In a Greater Middle East in which one country after another has been plunged into chaos and possible failed statehood, two rival nations, Iran and Saudi Arabia, have been bedrock exceptions to the rule. Iran, at the moment, remains so, but the Saudi royals, increasingly unnerved, have been steering their country erratically into the region’s chaos. The kingdom is now led by a decrepit 80-year-old monarch who, in commonplace meetings, has to be fed his lines by teleprompter. Meanwhile, his 30-year-old son, Deputy Crown Prince Mohammed bin Salman, who has gained significant control over both the kingdom’s economic and military decision-making, launched a rash anti-Iranian war in Yemen, heavily dependent on air power. It is not only Washington-backed but distinctly in the American mode of these last years: brutal yet ineffective, never-ending, a boon to the spread of terror groups, and seeded with potential blowback.
Meanwhile, in a cheap-oil, belt-tightening moment, in an increasingly edgy country, the royals are reining in budgets and undermining the good life they were previously financing for many of their citizens. The one thing they continue to do is pump oil — their only form of wealth — as if there were no tomorrow, while threatening further price-depressing rises in oil production in the near future. And that’s hardly been the end of their threats. While taking on the Iranians (and the Russians), they have also been lashing out at the local opposition, executing a prominent dissident Shiite cleric among others and even baring their teeth at Washington. They have reportedly threatened the Obama administration with the sell-off of hundreds of billions of dollars in American assets if a bill, now in Congress and aimed at opening the Saudis to American lawsuits over their supposed culpability for the 9/11 attacks, were to pass. (It would, however, be a sell-off that could hurt the Saudis more than anyone.) Even at the pettiest of levels, on Barack Obama’s recent arrival in Saudi Arabia for a visit with King Salman, they essentially snubbed him, a first for a White House occupant. All in all, a previously sure-footed (if extreme) Sunni regime seems increasingly unsettled; in fact, it has something of the look these days of a person holding a gun to his own head and threatening to pull the trigger. In other words, in a region already aflame, the Saudis seem to be tossing… well, oil onto any fire in sight.
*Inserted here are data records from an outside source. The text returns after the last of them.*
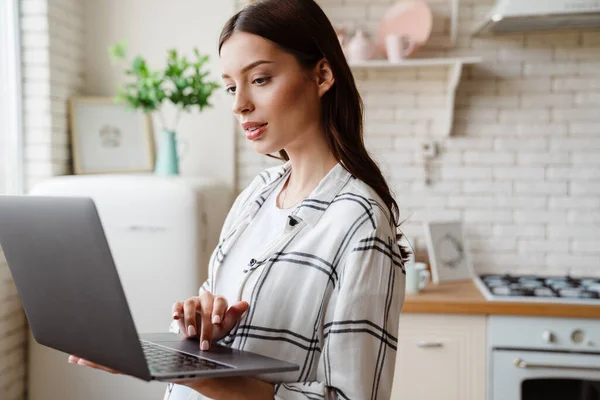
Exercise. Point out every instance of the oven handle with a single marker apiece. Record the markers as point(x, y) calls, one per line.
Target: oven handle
point(520, 363)
point(424, 344)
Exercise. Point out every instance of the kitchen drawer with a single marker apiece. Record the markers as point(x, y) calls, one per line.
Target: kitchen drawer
point(440, 357)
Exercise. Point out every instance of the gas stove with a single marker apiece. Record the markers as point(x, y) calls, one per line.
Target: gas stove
point(540, 289)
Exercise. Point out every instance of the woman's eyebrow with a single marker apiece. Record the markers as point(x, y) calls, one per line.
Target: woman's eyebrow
point(250, 66)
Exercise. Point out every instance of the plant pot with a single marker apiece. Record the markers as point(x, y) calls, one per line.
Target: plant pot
point(167, 158)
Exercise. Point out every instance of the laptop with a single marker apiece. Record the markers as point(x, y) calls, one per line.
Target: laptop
point(69, 286)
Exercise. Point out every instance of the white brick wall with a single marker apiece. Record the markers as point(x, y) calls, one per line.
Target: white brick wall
point(523, 168)
point(51, 35)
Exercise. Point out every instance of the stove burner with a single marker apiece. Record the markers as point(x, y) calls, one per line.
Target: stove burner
point(541, 287)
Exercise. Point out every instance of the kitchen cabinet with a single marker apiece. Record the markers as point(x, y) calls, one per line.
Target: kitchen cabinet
point(440, 356)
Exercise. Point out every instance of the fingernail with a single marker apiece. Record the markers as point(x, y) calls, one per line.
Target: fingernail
point(191, 331)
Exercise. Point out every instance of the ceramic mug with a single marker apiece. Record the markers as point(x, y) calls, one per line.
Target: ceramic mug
point(398, 47)
point(417, 276)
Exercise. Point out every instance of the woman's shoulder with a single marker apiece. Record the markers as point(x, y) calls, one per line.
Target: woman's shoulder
point(358, 202)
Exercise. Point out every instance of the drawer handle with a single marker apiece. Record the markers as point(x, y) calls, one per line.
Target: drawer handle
point(423, 344)
point(520, 363)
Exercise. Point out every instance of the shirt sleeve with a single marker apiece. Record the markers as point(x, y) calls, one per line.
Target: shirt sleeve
point(360, 335)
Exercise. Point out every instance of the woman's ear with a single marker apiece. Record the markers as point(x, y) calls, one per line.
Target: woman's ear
point(325, 79)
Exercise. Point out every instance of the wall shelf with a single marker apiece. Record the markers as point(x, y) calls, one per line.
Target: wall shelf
point(415, 62)
point(454, 66)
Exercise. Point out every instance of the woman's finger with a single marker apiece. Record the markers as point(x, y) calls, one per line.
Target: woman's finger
point(86, 363)
point(189, 313)
point(233, 314)
point(207, 301)
point(177, 310)
point(219, 308)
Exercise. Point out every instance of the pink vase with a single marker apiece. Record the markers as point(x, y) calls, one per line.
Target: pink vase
point(359, 48)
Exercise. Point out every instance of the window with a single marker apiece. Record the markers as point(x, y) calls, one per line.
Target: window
point(11, 132)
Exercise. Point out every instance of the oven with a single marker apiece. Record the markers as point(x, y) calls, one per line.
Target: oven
point(533, 358)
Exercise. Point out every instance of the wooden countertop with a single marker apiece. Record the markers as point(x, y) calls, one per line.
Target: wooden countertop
point(465, 298)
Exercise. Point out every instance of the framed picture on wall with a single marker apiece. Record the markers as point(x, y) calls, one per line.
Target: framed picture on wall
point(447, 250)
point(108, 138)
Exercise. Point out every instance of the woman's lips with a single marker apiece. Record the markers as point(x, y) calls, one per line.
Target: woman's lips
point(255, 134)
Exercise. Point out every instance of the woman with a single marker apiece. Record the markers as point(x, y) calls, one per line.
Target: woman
point(308, 269)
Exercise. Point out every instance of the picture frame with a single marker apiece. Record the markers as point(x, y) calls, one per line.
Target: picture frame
point(448, 251)
point(108, 138)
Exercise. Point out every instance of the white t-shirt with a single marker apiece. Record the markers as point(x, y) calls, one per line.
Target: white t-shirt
point(262, 231)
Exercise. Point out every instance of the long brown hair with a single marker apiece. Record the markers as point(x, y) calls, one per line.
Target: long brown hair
point(300, 27)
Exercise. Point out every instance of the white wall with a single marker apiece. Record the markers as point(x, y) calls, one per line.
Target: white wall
point(152, 27)
point(523, 170)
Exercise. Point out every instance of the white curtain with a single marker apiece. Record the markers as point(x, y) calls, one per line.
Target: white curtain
point(11, 154)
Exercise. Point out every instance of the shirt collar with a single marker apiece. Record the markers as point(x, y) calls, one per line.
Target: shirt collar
point(312, 208)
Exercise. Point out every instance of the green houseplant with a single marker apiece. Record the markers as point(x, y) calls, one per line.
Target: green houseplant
point(182, 82)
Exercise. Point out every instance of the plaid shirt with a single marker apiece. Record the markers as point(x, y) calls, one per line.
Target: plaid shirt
point(326, 295)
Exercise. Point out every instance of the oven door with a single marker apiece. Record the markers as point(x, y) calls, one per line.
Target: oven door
point(533, 375)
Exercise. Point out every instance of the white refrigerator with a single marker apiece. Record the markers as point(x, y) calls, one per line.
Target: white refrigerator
point(161, 231)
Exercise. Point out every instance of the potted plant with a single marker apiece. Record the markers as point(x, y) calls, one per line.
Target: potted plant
point(182, 82)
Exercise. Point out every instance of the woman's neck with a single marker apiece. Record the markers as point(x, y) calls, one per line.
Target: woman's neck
point(309, 166)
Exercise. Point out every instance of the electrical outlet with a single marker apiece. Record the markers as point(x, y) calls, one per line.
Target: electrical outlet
point(428, 148)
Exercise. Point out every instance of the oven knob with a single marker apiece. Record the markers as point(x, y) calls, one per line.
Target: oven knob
point(548, 337)
point(577, 336)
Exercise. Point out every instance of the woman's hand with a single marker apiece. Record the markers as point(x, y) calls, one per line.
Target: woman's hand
point(208, 317)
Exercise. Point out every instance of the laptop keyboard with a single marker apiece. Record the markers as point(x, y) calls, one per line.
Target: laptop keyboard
point(161, 360)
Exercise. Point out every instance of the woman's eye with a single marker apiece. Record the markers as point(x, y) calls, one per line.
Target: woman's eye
point(259, 81)
point(262, 80)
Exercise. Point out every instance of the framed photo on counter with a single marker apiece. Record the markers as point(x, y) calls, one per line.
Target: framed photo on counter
point(448, 254)
point(108, 138)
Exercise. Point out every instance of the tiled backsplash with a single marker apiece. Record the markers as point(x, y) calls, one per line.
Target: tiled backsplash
point(522, 168)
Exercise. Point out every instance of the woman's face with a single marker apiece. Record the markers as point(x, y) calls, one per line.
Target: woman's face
point(271, 92)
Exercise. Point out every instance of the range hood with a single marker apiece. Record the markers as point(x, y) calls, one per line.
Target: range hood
point(518, 16)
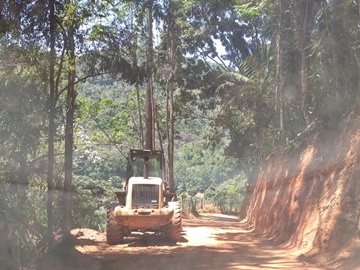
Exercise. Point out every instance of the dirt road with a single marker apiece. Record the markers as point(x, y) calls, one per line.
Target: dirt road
point(208, 242)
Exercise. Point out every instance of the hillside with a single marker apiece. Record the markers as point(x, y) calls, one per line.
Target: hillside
point(308, 196)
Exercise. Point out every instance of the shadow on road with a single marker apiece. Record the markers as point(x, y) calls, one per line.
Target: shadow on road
point(208, 242)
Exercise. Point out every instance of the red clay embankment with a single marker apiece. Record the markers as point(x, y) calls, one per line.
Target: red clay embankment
point(308, 196)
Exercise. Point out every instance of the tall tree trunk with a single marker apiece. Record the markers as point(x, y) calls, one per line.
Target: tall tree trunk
point(150, 127)
point(302, 14)
point(51, 131)
point(170, 115)
point(141, 138)
point(279, 77)
point(69, 134)
point(304, 81)
point(170, 85)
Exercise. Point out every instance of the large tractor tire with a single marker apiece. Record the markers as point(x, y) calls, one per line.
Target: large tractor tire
point(114, 231)
point(173, 229)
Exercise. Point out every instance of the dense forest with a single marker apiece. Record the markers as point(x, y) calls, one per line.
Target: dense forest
point(229, 82)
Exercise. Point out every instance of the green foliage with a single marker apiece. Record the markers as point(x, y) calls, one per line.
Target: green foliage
point(198, 168)
point(90, 198)
point(228, 196)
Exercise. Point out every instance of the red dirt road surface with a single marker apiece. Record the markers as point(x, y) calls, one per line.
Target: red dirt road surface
point(208, 242)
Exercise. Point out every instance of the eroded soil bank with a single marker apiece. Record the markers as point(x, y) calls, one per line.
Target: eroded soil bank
point(307, 196)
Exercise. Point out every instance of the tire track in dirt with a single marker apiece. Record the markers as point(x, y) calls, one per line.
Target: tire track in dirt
point(208, 242)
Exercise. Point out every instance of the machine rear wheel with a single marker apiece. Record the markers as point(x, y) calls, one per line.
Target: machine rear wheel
point(173, 229)
point(114, 231)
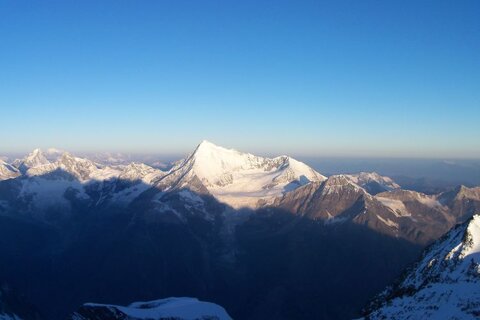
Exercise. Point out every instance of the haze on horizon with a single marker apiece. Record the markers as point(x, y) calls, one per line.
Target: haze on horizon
point(348, 78)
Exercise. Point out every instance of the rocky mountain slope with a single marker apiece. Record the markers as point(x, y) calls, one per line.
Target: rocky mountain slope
point(444, 284)
point(251, 233)
point(236, 178)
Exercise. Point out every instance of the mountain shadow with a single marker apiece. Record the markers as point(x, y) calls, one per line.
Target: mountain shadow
point(263, 264)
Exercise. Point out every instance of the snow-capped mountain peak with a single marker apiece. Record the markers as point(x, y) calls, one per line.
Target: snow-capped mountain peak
point(237, 178)
point(444, 284)
point(7, 171)
point(373, 182)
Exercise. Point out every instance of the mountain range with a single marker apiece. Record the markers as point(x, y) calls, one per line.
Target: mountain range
point(253, 234)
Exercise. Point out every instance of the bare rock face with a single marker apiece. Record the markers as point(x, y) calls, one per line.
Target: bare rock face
point(444, 284)
point(163, 309)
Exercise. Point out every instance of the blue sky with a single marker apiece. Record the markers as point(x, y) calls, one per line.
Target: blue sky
point(336, 78)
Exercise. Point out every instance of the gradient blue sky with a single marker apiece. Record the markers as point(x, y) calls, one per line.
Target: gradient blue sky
point(341, 78)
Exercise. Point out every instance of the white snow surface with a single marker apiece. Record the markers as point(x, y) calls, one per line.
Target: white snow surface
point(177, 308)
point(445, 283)
point(363, 178)
point(239, 179)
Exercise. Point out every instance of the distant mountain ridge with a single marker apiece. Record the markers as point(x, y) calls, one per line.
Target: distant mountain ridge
point(223, 225)
point(239, 180)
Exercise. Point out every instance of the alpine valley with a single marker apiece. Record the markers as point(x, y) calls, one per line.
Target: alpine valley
point(264, 238)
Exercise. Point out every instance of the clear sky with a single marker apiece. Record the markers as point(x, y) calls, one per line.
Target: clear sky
point(342, 78)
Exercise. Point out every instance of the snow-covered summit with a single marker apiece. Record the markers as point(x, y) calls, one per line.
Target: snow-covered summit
point(170, 308)
point(373, 182)
point(7, 171)
point(35, 159)
point(445, 284)
point(237, 178)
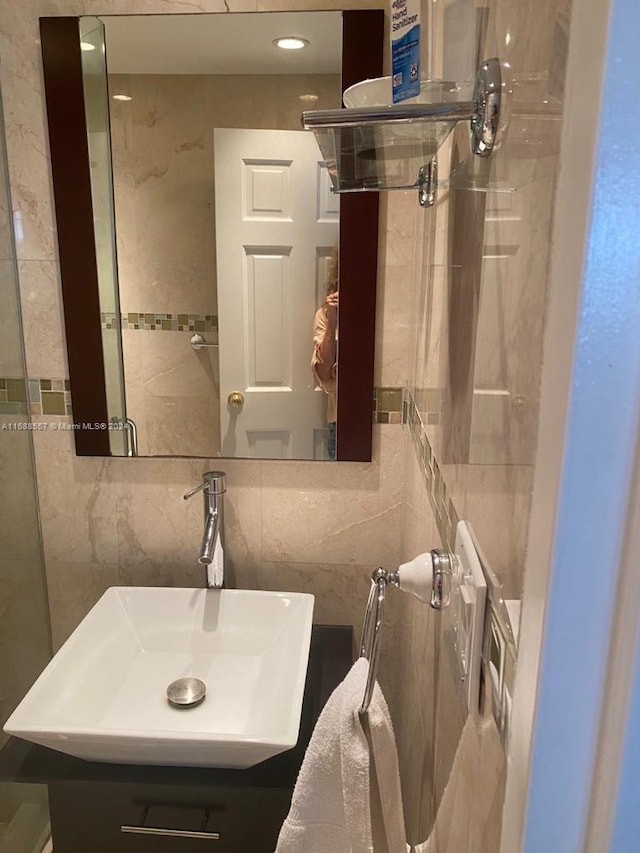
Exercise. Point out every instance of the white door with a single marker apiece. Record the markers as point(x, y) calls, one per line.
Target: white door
point(276, 225)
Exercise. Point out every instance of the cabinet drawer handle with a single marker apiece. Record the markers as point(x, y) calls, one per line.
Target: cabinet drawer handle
point(143, 829)
point(173, 833)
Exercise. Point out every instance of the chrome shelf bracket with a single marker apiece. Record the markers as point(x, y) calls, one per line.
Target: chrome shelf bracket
point(427, 183)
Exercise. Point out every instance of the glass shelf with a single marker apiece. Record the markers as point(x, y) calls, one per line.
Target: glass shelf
point(382, 148)
point(393, 147)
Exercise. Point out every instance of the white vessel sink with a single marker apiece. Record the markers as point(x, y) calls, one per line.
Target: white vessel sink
point(103, 696)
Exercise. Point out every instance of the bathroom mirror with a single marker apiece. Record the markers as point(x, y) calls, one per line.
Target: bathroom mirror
point(198, 237)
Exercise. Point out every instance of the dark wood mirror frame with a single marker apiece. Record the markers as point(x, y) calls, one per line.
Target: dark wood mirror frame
point(362, 51)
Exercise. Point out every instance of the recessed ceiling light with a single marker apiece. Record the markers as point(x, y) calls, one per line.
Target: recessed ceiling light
point(291, 43)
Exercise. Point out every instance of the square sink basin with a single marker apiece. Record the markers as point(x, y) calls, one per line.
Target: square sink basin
point(103, 697)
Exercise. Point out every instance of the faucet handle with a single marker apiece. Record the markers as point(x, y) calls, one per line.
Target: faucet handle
point(213, 482)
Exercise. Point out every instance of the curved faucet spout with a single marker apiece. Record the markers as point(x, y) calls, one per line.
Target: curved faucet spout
point(208, 539)
point(212, 554)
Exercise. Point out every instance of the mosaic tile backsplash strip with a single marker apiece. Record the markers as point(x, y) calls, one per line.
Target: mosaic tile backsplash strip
point(45, 396)
point(53, 397)
point(162, 322)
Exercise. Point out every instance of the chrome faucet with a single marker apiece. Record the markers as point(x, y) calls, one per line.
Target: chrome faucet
point(212, 554)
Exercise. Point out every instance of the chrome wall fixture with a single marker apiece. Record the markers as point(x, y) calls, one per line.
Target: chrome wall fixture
point(428, 577)
point(364, 147)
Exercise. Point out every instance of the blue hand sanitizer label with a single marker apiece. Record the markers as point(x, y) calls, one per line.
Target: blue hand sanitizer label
point(405, 49)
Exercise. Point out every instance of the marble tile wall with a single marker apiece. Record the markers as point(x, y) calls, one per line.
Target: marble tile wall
point(478, 297)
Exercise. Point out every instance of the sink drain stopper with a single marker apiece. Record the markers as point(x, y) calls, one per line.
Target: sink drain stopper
point(186, 692)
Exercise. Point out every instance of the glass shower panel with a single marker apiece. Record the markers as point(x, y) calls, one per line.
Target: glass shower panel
point(25, 645)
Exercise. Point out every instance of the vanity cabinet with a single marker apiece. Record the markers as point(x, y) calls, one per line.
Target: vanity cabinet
point(117, 808)
point(103, 818)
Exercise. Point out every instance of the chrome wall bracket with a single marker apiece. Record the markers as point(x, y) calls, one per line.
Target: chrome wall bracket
point(427, 183)
point(487, 96)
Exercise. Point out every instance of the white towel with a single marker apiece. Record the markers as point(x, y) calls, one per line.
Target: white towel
point(335, 792)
And in a way, it’s little wonder. The very basis for the existence of the Saudi royals, their staggering oil reserves, is under attack — and not by the Iranians, the Russians, or the Americans, but as TomDispatch energy specialist Michael Klare explains, by something so much larger: the potential ending of the petroleum way of life. Tom Engelhardt
Debacle at Doha
The collapse of the old oil order
By Michael T. Klare
Sunday, April 17th was the designated moment. The world’s leading oil producers were expected to bring fresh discipline to the chaotic petroleum market and spark a return to high prices. Meeting in Doha, the glittering capital of petroleum-rich Qatar, the oil ministers of the Organization of the Petroleum Exporting Countries (OPEC), along with such key non-OPEC producers as Russia and Mexico, were scheduled to ratify a draft agreement obliging them to freeze their oil output at current levels. In anticipation of such a deal, oil prices had begun to creep inexorably upward, from $30 per barrel in mid-January to $43 on the eve of the gathering. But far from restoring the old oil order, the meeting ended in discord, driving prices down again and revealing deep cracks in the ranks of global energy producers.
It is hard to overstate the significance of the Doha debacle. At the very least, it will perpetuate the low oil prices that have plagued the industry for the past two years, forcing smaller firms into bankruptcy and erasing hundreds of billions of dollars of investments in new production capacity. It may also have obliterated any future prospects for cooperation between OPEC and non-OPEC producers in regulating the market. Most of all, however, it demonstrated that the petroleum-fueled world we’ve known these last decades — with oil demand always thrusting ahead of supply, ensuring steady profits for all major producers — is no more. Replacing it is an anemic, possibly even declining, demand for oil that is likely to force suppliers to fight one another for ever-diminishing market shares.